At this point, there is no antidote. Although a small California biotech firm, Portola, has been working on developing a reversal agent, that product has not yet received FDA approval. Currently, the only viable option for treatment of a Xarelto patient at risk for fatal bleeding is to administer emergency dialysis.

Despite the increasing number of lawsuits and growing number of adverse event reports, Johnson & Johnson spent a whopping $28.4 million in physician bribes during 2015 alone in order to get them to write prescriptions for Xarelto. In fact, that particular drug was at the top of ProPublica’s “Dollars for Docs” list for that year.

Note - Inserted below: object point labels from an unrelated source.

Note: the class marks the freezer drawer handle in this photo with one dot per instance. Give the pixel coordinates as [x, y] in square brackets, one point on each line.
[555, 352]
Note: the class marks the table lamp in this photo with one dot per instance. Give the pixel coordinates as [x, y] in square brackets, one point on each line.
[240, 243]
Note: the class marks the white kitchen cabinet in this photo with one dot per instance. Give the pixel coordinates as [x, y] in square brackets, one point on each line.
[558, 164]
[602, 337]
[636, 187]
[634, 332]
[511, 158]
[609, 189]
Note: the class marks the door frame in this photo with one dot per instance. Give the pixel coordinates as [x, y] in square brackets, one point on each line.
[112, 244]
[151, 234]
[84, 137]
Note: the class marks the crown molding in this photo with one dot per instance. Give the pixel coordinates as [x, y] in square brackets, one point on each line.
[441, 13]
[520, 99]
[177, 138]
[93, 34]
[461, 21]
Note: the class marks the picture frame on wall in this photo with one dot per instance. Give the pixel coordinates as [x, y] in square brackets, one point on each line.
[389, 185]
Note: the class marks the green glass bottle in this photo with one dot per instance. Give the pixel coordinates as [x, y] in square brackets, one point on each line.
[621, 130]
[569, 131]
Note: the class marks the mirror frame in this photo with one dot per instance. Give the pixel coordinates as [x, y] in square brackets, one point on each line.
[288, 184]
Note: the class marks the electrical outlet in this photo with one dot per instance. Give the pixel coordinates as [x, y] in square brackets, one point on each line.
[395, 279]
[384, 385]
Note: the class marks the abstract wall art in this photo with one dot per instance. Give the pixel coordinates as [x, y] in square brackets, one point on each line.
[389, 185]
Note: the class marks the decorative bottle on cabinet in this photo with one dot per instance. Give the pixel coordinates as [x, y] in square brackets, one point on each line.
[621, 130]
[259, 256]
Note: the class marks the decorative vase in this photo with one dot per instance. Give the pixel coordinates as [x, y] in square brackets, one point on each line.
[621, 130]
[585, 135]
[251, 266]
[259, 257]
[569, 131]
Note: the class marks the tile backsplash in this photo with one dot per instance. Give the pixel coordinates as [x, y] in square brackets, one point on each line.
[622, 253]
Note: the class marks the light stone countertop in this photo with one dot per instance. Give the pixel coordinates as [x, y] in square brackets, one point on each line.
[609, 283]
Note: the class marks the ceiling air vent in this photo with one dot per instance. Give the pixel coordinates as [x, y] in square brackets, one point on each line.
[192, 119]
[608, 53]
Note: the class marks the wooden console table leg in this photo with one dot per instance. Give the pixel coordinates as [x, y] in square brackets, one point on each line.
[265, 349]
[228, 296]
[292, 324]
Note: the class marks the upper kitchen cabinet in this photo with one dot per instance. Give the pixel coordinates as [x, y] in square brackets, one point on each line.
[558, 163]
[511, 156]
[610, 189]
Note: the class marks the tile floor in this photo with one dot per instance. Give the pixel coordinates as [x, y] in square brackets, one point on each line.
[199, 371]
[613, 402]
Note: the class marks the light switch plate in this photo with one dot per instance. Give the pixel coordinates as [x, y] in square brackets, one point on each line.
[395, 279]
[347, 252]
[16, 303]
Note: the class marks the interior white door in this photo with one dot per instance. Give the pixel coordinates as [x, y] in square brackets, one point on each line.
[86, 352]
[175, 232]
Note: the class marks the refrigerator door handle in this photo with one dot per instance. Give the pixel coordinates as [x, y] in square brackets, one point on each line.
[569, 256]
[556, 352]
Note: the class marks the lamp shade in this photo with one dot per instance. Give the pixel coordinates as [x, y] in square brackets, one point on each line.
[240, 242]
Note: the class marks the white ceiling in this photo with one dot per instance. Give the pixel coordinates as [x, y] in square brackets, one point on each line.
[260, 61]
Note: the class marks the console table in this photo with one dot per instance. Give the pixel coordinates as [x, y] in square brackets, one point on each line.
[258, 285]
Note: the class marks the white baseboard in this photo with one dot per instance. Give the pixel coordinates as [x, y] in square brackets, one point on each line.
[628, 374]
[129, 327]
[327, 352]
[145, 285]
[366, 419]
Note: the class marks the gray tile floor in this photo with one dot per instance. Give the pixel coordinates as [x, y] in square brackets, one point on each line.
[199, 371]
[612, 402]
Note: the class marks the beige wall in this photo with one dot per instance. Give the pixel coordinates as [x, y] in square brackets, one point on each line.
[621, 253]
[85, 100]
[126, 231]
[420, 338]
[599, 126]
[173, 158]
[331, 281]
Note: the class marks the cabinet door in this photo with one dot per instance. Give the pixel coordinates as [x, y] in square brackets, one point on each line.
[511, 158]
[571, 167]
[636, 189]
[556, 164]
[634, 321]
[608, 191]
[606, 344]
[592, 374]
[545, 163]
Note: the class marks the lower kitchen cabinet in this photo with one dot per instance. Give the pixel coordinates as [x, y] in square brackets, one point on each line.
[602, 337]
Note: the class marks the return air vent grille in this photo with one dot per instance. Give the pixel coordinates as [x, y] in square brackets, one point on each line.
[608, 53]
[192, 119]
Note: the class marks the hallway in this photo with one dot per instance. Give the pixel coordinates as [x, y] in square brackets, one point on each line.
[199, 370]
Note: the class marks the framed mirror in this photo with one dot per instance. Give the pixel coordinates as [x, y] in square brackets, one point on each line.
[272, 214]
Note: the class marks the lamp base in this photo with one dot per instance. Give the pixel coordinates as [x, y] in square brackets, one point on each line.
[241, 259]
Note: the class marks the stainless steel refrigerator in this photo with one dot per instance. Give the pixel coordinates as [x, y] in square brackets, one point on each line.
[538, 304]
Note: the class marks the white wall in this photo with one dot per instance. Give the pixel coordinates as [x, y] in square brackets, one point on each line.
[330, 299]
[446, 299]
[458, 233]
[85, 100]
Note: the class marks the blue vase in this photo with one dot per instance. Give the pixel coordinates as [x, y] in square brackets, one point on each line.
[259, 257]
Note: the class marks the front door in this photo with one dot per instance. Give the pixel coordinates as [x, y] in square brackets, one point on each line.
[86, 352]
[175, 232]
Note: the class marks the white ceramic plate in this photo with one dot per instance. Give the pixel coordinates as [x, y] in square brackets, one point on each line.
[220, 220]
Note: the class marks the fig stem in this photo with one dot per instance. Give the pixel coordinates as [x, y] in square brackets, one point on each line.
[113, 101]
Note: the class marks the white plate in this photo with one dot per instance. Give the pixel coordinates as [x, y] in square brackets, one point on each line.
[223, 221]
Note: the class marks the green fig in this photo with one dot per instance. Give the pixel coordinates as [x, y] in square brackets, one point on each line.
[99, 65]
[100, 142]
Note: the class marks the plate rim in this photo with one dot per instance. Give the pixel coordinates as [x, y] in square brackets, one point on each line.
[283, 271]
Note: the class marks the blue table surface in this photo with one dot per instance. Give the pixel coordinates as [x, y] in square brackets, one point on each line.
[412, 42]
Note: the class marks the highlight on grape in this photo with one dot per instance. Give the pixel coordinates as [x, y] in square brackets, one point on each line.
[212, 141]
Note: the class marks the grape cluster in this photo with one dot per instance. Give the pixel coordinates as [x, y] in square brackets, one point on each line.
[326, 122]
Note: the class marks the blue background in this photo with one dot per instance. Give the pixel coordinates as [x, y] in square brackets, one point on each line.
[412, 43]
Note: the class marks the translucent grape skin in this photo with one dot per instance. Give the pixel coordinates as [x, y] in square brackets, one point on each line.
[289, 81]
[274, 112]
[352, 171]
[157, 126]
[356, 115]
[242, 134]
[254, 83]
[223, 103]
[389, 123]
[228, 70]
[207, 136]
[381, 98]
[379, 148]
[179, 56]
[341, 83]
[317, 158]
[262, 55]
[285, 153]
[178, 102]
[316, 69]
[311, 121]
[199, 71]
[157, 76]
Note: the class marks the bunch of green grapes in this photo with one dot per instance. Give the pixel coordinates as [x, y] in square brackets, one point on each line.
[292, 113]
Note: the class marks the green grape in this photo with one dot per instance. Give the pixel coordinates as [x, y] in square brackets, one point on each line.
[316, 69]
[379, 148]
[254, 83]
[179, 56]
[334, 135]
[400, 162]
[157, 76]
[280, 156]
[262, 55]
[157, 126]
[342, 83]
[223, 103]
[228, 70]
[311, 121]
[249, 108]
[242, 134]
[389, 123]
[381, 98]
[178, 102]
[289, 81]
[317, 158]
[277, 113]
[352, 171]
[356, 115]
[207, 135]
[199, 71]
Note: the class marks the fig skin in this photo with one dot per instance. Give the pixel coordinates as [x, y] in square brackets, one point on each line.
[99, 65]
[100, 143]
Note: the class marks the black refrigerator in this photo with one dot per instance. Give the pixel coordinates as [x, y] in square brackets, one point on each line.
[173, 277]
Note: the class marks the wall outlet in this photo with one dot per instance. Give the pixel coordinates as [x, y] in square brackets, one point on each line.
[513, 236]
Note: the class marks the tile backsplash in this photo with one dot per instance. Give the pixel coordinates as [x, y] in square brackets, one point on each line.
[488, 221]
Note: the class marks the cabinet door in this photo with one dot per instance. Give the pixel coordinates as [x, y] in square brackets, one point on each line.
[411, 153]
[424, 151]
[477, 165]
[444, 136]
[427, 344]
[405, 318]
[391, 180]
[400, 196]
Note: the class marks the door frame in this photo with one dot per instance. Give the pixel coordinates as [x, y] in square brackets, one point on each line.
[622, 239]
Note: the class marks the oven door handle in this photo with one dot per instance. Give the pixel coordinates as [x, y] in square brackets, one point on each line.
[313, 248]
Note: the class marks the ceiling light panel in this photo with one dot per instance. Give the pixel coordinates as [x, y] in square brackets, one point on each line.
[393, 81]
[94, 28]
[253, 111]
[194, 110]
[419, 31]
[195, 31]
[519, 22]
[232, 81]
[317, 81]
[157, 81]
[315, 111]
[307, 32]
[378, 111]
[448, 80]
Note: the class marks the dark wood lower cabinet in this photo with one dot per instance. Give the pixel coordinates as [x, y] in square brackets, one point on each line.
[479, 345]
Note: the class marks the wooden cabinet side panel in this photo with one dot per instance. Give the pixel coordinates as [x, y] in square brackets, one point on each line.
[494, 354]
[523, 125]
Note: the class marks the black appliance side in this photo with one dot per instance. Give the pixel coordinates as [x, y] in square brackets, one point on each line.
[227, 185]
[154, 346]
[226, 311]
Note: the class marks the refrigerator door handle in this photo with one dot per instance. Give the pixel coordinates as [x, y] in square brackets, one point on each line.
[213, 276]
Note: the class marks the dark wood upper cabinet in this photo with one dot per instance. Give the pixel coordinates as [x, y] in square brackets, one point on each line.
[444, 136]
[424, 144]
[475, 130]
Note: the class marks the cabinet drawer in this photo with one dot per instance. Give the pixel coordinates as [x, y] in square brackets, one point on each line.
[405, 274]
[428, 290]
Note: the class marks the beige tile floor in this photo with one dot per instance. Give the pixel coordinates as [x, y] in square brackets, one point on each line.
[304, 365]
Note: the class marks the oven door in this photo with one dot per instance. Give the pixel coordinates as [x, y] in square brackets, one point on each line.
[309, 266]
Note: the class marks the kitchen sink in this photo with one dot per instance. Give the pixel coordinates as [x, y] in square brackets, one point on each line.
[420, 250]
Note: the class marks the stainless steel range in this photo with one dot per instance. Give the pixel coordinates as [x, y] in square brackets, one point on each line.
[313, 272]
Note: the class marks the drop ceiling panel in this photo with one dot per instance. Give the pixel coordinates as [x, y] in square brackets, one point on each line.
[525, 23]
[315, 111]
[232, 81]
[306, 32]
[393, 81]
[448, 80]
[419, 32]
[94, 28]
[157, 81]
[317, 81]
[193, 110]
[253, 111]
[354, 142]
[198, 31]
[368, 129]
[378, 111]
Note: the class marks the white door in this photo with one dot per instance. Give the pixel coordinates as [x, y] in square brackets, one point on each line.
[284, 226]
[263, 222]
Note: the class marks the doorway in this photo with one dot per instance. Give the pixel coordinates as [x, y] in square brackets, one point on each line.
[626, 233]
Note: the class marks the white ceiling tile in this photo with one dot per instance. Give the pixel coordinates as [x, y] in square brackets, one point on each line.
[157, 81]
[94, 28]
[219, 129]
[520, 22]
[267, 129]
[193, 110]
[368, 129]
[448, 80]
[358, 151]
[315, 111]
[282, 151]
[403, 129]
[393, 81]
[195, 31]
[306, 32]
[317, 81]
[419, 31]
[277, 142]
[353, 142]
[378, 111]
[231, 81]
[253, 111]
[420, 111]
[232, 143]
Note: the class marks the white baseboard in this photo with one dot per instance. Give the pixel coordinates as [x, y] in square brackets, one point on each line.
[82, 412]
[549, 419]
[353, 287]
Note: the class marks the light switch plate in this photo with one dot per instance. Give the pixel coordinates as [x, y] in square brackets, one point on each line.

Of course, the pharmaceutical industry does not call such payments “bribes;” they are officially listed as payments for promotional speaking and/or consulting, travel and meals, gifts and royalties. Although members of the medical community deny that such payments affect their professional judgment when it comes to prescriptions, an analysis of ProPublica’s data shows that the more money a doctor receives from a drug company, the more likely s/he is to prescribe that company’s brand name products.